Agents in New York spent years monitoring clandestine wiretaps as traders received and passed illicit tips. The FBI learned everything it could about fund managers suspected of being criminals, conducting surveillance as targets passed secrets on street corners, in gyms, or handed out bags of money for information.

Illicit Profit

And it all began with the realization that hedge fund managers who illicitly profited on knowledge the public didn’t have access to could be pursued as vigorously as those who commit more traditional crimes.

“We coined this investigation ‘Perfect Hedge’ because if you’re armed with that insider’s information, you can initiate the perfect hedge,” Chaves said in an interview. “You’re always protected — the upside and the down side.”
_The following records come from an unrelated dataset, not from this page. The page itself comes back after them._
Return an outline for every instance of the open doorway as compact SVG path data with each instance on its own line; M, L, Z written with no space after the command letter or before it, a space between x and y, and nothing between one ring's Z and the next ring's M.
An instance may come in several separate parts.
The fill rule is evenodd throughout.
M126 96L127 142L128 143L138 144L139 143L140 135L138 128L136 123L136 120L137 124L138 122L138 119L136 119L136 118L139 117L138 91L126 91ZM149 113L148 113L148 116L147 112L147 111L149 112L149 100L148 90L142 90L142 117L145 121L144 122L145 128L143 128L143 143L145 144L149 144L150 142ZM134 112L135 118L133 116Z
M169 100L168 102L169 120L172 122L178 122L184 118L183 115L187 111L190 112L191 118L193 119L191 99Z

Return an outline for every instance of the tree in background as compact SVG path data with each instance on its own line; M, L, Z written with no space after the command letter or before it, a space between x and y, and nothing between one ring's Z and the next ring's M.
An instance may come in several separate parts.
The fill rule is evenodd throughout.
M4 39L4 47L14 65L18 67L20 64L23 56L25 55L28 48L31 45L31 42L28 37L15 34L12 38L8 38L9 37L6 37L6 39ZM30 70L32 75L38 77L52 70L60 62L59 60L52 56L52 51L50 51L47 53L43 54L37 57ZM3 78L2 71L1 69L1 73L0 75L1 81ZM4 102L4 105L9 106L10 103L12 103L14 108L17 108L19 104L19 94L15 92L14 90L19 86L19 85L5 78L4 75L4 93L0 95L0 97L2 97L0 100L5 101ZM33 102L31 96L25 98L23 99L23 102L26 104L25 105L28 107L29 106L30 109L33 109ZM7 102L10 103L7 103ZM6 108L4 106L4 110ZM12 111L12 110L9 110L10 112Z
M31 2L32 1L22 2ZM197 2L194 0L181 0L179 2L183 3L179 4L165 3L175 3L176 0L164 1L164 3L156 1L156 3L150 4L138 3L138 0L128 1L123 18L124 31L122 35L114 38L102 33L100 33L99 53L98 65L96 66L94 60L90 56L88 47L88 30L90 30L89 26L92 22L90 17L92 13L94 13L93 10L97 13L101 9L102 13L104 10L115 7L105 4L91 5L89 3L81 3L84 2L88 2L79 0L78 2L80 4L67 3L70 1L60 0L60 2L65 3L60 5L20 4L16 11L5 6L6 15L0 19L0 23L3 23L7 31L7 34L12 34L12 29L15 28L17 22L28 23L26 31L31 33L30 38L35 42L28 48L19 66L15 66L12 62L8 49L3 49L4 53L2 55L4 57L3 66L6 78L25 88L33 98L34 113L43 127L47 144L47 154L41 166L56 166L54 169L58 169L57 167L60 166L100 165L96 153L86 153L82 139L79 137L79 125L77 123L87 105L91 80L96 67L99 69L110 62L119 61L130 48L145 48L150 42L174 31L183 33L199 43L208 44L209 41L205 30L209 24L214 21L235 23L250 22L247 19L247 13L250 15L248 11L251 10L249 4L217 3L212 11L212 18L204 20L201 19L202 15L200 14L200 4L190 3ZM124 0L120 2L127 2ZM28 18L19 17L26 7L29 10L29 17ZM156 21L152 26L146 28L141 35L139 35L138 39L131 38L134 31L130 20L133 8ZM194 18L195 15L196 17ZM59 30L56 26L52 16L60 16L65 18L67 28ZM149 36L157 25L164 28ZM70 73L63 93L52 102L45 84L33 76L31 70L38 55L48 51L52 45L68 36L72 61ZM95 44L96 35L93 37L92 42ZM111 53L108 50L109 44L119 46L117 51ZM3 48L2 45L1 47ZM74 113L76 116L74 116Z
The results can be seen in the scores of insider-trading prosecutions made in New York — from the conviction of Galleon Group LLC co-founder Raj Rajaratnam to those involving expert- networking consultants and employees at technology and pharmaceutical companies.

To date, at least 56 people have been charged with insider trading and more than 50 have either pleaded guilty or been convicted after trial as part of the probe, according to the office ofManhattan U.S. Attorney Preet Bharara. Wiretaps played a role in many of these cases.

‘Identified The Problem’

“We identified the problem, we created the solution to infiltrate the industry and we put people in well-placed hedge funds who reported to us on a daily basis,” said Chaves, 48, a lawyer as well as supervisory special agent. He worked on the prosecutions of WorldCom Inc. Chairman Bernard Ebbers, who was imprisoned for accounting fraud, and Martha Stewart, convicted of obstruction of justice in an insider trading case.

In some circumstances, Chaves said, agents would send in people wearing wires to record incriminating statements by targets. Such evidence, he said, “could then be used to provide us enough probable cause to obtain a wiretap.”

Ironically, the wiretaps that were so crucial to bringing down defendants in Perfect Hedge will be the basis of an appeal in its biggest case so far, that of Rajaratnam.

In May, the hedge fund manager was found guilty on all 14 counts of securities fraud and conspiracy he faced. The trial showcased 45 recordings by agents working for Chaves and Carroll of the more than 2,400 taped conversations between Rajaratnam and friends, business associates and alleged accomplices.